Mengzhao Jia, Zhihan Zhang, Ignacio Cases, Zheyuan Liu, Meng Jiang, Peng Qi
University of Notre Dame
arXiv (2025)
MM RL Reasoning Factuality

📝 Paper Summary

Multimodal Reasoning Reinforcement Learning with Verifiable Rewards (RLVR) Process Supervision
AutoRubric-R1V stabilizes multimodal reasoning training by automatically distilling consistent reasoning steps from the model's own successful trajectories into rubrics that reward correct intermediate processes.
Core Problem
Reinforcement Learning with Verifiable Rewards (RLVR) typically rewards only the final answer correctness, encouraging models to learn shortcuts or 'spurious reasoning' where flawed logic accidentally yields the right result.
Why it matters:
  • Models trained only on outcomes often fail to generalize because they learn to 'hack' the reward rather than reason correctly
  • Existing process supervision methods rely on expensive human annotation or proprietary teacher models (e.g., GPT-4), which are costly and limited by the teacher's capability
  • Spurious reasoning undermines reliability, as models may generate contradictory intermediate steps that confuse users even if the final answer is correct
Concrete Example: In a geometry problem, a model might define a side length incorrectly (e.g., conflating BC with CD) but still arrive at the correct numerical answer due to canceling errors. Standard RLVR rewards this trajectory fully, reinforcing the logical error.
Key Novelty
Self-Aggregated Rubric Generation for Generative Rewards
  • Instead of external supervision, the method samples multiple trajectories from the model itself and filters for correct answers
  • An LLM compares these successful trajectories to identify 'reasoning checkpoints'—steps that appear consistently across majority of correct solutions—filtering out random or spurious steps
  • These distilled checkpoints form a problem-specific rubric used by a judge model to reward intermediate steps during RL training
Evaluation Highlights
  • +7.52% average accuracy improvement across 6 multimodal reasoning benchmarks compared to the Qwen-2.5-VL-7B base model
  • Achieves an average score of 54.81 on reasoning benchmarks, comparable to the much larger Qwen-2.5-VL-72B model (55.57)

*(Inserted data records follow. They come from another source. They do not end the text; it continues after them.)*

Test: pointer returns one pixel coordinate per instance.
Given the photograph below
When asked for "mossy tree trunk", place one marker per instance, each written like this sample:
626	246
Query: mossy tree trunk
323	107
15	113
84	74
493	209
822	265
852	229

  • Substantially reduces reasoning inconsistency (unfaithful reasoning steps) compared to standard RLVR training in MathVerse evaluations
Breakthrough Assessment
8/10
Offers a scalable, self-contained solution to the reward hacking problem in reasoning models without requiring external human annotations or stronger teachers. Significant performance gains matching 10x larger models.